No, when a team's depth chart has been shredded by injuries the way the Penguins' has been recently, its coach often has to try things a bit more radical than simply tweaking a forecheck.

Like moving career winger Pascal Dupuis to center, for example. Or plugging Joe Vitale and Chris Kunitz -- who had combined for eight minutes, 11 seconds of short-handed work this season -- into the penalty-killing unit.

A heck of a way to try to win a hockey game, perhaps, but it worked Saturday night.

For even though the Penguins trailed the New York Islanders for most of the first half of their game at Nassau Coliseum, they ran off four unanswered goals in the final 32 minutes to earn a 6-3 victory.

It raised their record to 17-9-4 and gave them a 4-0 mark against the Islanders this season.

Beating the Islanders has become pretty routine for the Penguins this season, but they had to do it this time without two of their top three centers, Sidney Crosby (headache) and Jordan Staal (undisclosed) as well as defensemen Kris Letang and Zbynek Michalek, both of whom have concussions.

And while they did get defenseman Deryk Engelland back after he had missed two games because of an unspecified injury, coach Dan Bylsma still had to give a number of guys altered, expanded roles.

And pretty much everyone thrived in them.

Dupuis, for example, never had played in the middle until a brief trial earlier this season, but scored the winning goal and didn't look the least bit uncomfortable at center.

"It was a little adjustment, but it's still a hockey game," he said. "I think it went OK."

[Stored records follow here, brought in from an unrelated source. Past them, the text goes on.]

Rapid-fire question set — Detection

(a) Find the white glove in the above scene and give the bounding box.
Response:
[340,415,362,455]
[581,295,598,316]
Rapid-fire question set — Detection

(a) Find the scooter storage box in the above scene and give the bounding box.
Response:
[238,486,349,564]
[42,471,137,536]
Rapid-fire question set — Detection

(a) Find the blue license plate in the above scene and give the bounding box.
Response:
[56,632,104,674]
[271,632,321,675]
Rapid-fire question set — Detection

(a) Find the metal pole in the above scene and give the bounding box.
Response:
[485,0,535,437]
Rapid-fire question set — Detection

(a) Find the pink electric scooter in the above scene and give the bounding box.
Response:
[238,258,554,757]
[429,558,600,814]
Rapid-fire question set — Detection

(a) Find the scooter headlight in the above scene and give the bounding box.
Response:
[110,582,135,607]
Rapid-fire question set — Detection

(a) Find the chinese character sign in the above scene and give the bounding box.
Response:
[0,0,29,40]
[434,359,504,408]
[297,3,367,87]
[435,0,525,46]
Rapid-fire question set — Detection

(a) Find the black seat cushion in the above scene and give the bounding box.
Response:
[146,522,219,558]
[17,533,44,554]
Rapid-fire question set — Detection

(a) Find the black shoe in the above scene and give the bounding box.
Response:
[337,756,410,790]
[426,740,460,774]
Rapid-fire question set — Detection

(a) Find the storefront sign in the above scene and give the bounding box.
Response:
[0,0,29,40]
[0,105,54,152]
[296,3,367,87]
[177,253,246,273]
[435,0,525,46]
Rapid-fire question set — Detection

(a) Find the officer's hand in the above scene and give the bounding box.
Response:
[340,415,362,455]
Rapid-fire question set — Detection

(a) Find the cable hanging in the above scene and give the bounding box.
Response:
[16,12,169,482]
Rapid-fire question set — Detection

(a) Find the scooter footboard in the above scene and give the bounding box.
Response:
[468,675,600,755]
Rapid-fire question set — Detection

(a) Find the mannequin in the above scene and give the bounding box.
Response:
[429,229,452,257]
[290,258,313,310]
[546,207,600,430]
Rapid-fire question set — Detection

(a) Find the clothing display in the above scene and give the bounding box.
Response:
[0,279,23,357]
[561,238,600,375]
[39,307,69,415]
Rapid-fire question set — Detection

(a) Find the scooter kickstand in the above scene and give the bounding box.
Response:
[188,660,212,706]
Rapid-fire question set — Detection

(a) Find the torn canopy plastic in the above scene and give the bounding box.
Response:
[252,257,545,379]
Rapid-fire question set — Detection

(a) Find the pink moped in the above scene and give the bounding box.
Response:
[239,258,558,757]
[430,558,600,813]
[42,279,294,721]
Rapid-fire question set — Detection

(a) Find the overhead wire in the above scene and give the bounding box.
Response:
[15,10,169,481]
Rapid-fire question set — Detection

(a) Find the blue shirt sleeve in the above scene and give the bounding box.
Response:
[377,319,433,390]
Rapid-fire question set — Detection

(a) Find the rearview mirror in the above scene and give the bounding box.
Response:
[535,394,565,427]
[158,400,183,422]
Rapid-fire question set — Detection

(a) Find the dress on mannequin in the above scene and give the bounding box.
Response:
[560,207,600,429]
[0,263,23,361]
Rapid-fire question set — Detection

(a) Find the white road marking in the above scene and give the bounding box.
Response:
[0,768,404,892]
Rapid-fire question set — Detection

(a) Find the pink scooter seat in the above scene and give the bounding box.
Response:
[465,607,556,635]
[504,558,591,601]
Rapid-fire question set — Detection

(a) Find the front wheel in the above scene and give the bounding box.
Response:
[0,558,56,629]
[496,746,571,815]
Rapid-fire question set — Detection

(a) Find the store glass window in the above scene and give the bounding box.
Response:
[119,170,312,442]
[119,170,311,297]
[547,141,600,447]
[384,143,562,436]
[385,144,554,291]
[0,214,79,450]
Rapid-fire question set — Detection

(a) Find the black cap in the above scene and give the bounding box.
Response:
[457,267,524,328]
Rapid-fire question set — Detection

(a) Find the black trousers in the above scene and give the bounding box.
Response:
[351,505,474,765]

Vitale and Kunitz, meanwhile, were not exactly novices at killing penalties, but both were called upon to do it more than usual last night.

That was particularly true of Vitale, who played a team-high seven minutes, 13 seconds while the Penguins were down a man. In his previous 25 games, he had logged a total of five minutes, 37 seconds while short-handed.

The diversified duty certainly did not unnerve him, though, as Vitale set up a Steve Sullivan goal with a nice feed and was the Penguins' best faceoff man, going 10-7.

"The [penalty-killing] has been going good all year," Vitale said. "I just wanted to step in and keep going with the momentum they've given us."

David Ullstrom (4:04) and Milan Jurcina (12:16) staked New York to a 2-0 lead in the first period, but Sullivan countered at 14:28 and James Neal pulled them even with 28.2 seconds to go before the intermission.

"We were in a hole, but ... I thought our team responded real well," Bylsma said. "That was a huge goal [by Neal] to draw even."

True enough, but the Penguins fell behind again at 2:54 of the second, when Kyle Okposo of the Islanders put a shot over goalie Marc-Andre Fleury's glove to make it 3-2.

But, with the sides playing four-on-four at 7:35 of the second period, New York defenseman Travis Hamonic was given a five-minute major for elbowing Brooks Orpik of the Penguins.

Replays suggested the incident likely did not merit a major, and the Islanders were outraged by the ruling. And it likely was not much consolation to them that Orpik agreed. He had a bloody gash above his nose, but said he did not believe Hamonic deserved such a penalty.

"I was surprised it was a five-minute major, to be honest" Orpik said. "I didn't think it was. I thought it was a bad call.

"There were a lot of iffy calls both ways tonight. I don't know if that was a turning point or not, but I didn't think it was a five-minute major on them."

Hamonic's penalty helped to set up a five-on-three power play and, for a change, the Penguins capitalized on their chance with a two-man advantage, as Neal got his 17th of the season.

Dupuis put the Penguins in front at 15:58, and Matt Cooke (1:04) and Paul Martin (10:10) provided insurance in the third.

So a game the Penguins began with an even more diluted lineup than usual, to say nothing of an early deficit, ended with them earning two of their more satisfying points this season.

"It felt great to come back in this one," Dupuis said. "The way we battled was great."